Componist: Giuseppe Verdi
Librettist:
Alphonse Royer
Gustave Vaëz
Première: 26-11-1847 te Parijs
Net nu de families van de graaf van Toulouse en de burggraaf van Béarn zich aan de vooravond van de Eerste Kruistocht met elkaar verzoend hebben en het huwelijk tussen Hélène, de dochter van de graaf, en de burggraaf van Béarn is aangekondigd, slaat het noodlot toe. Roger, de broer van de graaf van Toulouse laat uit jaloezie burggraaf Gaston vermoorden omdat hij zelf een oogje heeft op Hélène. Door een misverstand wordt niet Gaston vermoord maar wordt hem wel de moordaanslag in zijn schoenen geschoven.
Hélène blijft in zijn onschuld geloven en gaat na een paar jaar naar hem op zoek in het Heilige Land. Ze vindt hem terug, in gevangenschap van de emir. Ook Roger bevindt zich in de buurt van Jeruzalem, als kluizenaar wordt hij door niemand herkend. Zijn gewetenswroeging speelt hem parten en uiteindelijk zuivert hij de naam van Gaston.

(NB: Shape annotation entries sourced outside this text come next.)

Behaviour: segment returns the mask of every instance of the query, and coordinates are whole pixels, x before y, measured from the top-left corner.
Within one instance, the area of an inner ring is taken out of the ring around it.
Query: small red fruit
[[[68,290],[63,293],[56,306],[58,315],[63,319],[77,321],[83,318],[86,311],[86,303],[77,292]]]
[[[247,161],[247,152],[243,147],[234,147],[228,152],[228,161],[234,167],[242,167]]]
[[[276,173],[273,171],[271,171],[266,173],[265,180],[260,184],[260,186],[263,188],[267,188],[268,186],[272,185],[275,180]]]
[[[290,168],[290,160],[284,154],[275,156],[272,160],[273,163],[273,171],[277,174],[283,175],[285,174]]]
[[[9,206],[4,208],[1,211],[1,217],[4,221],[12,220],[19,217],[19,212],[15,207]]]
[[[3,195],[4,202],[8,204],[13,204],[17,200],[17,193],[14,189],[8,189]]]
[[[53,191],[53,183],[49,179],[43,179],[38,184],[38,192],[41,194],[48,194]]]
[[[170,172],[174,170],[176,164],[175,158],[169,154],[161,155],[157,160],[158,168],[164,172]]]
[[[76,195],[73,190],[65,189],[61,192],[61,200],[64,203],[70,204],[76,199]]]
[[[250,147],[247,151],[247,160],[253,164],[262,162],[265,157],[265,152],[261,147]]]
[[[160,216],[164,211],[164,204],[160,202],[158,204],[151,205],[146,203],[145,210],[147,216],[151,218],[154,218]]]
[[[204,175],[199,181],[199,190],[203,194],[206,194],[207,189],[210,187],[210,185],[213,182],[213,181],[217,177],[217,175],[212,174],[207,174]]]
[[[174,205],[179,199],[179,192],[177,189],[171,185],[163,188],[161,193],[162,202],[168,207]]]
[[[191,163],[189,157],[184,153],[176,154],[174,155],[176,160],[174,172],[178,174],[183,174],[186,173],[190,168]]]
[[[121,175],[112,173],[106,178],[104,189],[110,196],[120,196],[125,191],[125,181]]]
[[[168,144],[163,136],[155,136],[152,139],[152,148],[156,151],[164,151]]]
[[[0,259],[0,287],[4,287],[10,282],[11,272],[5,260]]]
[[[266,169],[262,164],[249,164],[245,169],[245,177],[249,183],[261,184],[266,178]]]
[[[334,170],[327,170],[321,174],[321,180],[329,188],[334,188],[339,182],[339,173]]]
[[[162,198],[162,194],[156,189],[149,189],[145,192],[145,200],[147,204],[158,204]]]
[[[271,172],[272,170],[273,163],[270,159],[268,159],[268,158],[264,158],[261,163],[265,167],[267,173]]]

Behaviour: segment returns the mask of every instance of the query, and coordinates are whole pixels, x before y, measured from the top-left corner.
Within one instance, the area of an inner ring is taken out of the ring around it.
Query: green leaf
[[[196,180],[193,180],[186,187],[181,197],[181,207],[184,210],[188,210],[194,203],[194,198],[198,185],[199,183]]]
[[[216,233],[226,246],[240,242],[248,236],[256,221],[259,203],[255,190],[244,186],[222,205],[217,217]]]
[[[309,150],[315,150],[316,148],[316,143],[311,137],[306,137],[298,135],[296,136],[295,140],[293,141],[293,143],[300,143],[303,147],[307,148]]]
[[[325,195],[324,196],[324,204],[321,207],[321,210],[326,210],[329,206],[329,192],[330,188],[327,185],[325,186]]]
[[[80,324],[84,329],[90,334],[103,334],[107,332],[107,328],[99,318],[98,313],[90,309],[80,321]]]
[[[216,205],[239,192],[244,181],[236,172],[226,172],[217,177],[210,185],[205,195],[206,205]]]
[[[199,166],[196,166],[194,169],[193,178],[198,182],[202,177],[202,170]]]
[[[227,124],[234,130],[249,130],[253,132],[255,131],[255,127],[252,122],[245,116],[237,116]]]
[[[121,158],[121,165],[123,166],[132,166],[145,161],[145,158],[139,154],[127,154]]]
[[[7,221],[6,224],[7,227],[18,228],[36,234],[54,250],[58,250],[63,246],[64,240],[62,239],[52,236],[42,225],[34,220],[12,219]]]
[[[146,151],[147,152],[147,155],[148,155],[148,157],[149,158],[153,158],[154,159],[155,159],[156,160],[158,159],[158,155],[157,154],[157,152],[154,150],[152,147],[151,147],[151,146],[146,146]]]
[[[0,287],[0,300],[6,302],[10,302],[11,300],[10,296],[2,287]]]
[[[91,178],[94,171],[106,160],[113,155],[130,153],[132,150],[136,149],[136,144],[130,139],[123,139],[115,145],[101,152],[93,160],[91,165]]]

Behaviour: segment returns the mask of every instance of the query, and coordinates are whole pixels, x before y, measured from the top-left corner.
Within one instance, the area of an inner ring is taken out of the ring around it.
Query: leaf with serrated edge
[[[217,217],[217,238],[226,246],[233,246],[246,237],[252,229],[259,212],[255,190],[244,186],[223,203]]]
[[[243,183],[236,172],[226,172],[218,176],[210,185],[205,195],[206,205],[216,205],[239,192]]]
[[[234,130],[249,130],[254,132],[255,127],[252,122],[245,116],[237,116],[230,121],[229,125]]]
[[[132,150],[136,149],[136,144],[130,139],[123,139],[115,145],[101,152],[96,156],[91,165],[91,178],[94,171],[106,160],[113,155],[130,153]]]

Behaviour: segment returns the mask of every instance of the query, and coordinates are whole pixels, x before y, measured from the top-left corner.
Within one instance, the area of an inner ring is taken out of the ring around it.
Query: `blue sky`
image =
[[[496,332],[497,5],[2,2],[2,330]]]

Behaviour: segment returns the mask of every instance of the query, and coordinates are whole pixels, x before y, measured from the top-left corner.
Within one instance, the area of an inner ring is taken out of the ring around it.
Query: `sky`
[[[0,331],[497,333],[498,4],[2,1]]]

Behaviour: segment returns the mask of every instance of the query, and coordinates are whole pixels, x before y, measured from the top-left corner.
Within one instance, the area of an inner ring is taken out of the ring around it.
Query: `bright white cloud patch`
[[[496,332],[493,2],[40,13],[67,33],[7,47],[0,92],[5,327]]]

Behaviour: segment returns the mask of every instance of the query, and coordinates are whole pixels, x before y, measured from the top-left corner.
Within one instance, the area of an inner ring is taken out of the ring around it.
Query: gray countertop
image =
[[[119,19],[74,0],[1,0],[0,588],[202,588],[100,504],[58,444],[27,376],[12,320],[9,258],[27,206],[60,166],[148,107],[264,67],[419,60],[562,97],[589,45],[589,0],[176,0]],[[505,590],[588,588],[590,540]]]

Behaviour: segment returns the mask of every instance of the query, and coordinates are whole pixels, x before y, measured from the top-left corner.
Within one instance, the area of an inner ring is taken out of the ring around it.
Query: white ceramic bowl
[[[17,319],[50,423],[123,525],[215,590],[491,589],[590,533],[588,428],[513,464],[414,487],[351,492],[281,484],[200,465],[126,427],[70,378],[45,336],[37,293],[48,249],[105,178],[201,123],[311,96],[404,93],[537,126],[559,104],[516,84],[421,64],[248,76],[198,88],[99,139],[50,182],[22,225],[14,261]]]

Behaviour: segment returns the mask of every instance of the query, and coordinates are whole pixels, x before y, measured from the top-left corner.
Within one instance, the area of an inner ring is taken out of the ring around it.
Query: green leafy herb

Tijdens de drukste periode van zijn loopbaan - zijn galleienjaren, zoals de componist zelf deze tijd noemde - nam Verdi zich voor een opera voor Parijs te schrijven. Eigenlijk zou hij dit al in 1845 doen maar een moordend werkschema maakte dat onmogelijk. Pas in de zomer 1847 was er ruimte, direct na de première van I masnadieri in Londen in juli 1847 spoedde Verdi zich naar Parijs. Hier stelde hij Escudier voor zijn opera I Lombardi alla prima crociata te herzien en onder een nieuwe titel aan de Opéra aan te bieden. Deze herziening was onder meer nodig omdat het Franse publiek een ‘grand opéra’ met een ballet eiste. Voor een compleet nieuwe opera met een nieuw libretto had Verdi geen tijd. Bovendien hadden ook Bellini en Rossini hun eerste ‘grand opéra’ in Frankrijk gebaseerd op een ouder werk.